Çevrimdışı maviadige

  • **
  • 161
  • Rom: 4
    • Profili Görüntüle
Ynt: Daha Fazla Nefes
« Yanıtla #1 : 06 Nisan 2016, 22:32:33 »
Hikaye genel olarak iyiydi. Hikaye farklı bir dünyada geçtiği için biraz daha detay olsa iyi olabilirdi. Daha çok karakterin dedesi ile olan bağı üzerineydi. Dedenin sağlam duruşunu ve kişiliğini sevdim.

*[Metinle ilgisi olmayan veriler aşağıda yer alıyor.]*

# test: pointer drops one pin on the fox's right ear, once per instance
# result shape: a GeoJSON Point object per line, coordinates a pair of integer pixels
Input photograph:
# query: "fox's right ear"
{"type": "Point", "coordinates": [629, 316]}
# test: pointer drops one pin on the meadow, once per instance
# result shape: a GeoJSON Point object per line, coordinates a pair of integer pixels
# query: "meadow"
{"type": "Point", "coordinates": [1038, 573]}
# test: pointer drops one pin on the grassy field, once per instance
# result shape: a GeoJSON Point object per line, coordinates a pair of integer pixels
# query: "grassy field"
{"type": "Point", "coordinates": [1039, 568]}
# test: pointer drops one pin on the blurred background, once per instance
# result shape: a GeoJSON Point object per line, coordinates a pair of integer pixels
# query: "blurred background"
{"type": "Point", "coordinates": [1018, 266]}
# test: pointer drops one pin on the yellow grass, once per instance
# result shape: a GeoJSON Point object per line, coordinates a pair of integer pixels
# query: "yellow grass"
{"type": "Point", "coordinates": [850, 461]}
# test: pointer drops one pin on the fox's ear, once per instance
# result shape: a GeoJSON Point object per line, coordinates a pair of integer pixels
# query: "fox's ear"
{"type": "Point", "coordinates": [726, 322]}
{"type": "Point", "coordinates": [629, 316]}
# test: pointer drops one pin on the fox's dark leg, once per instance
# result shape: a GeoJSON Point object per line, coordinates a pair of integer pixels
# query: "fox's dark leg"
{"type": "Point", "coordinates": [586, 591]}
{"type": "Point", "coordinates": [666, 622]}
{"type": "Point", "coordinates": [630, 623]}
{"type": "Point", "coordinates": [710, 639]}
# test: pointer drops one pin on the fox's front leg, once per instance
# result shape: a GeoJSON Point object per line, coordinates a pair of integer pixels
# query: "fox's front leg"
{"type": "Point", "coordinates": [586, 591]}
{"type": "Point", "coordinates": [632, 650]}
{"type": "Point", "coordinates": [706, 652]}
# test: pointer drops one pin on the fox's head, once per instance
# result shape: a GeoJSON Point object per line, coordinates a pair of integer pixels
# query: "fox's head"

Diğer insanları da merak etmedim değil. Daha doğrusu katı kuralların olduğu bir dünyada kimse daha önce isyan etmemiş mi onu merak ettim. Ya da geçmişte birileri karşı koymuşsa bile neler yaşanmış? Son paragrafta ise karakterin planı biraz kafama takıldı. Belki ben kafamda tam oturtamadım, neden o demir sopayı kimse uzun süre fark etmeyecek? Yine de son kısmı sevdim. Hikayeye farklı bir yön ve heyecan katmış. Devam edecek mi peki hikaye? Böyle sezon finali gibi olmuş biraz. Gerisinde yaşanacak olayları merak ettim. :)
Yakından bakarsan güzelleşecek.
Uzun süre bakarsan sevimli olacak.
Sen de aynısın...

-School 2013-

Çevrimdışı milenya

  • **
  • 260
  • Rom: 6
  • Belki de Tanrı bize inanmıyor!
    • Profili Görüntüle
Ynt: Daha Fazla Nefes
« Yanıtla #2 : 06 Nisan 2016, 23:15:50 »
Okuduğunuz ve yorumladığınız için çok teşekkür ederim.
Hikayenin eksik taraflarının farkındayım. Özellikle bir isyan kesinlikle gerekliydi ama zaten bu da bir nevi isyan hikayesi. :) Neyse, aslında bunu başta kubbe dediğim yapıyı anlatmak istediğim için yazıyordum sonra bir öykü içinde yapmak istedim bunu. Uzun olmasın diye her konuya değinmek istemedim. Uzun öyküler paylaşmak istemiyorum fazlaca zaman ve efor istiyor okuyan açısından. (İnfilak eden bir kubbeden bahsettim sadece. İsyanı onun üzerinden yazmayı düşündüm ama vazgeçtim.)
Kubbede unutulmaya yüz tutmuş (otomasyon dışı kalmış), içerideki temiz havayı koruyan pervanelere sıkıştırılmış bir çubuk kolay fark edilmeyecektir diye düşündüm. Çıkarttığı yangınla beraber içeride oksijen azalırken, pervaneler çalışmadığı için de hava filtrelenmeyecekti... Belki de hikayenin sonuna yaklaştıkça acele etmişimdir. :)
Bu benim ilk post-apokaliptik denemem. Okuyan bir kaç arkadaşım da bunun bir giriş hikayesi olduğunu söylemişti ama ben devam düşünmüyorum. Kubbeyi bu hikayede tasarladım -amaç da buydu- ileride kullanırım başka hikayelerde orası ayrı.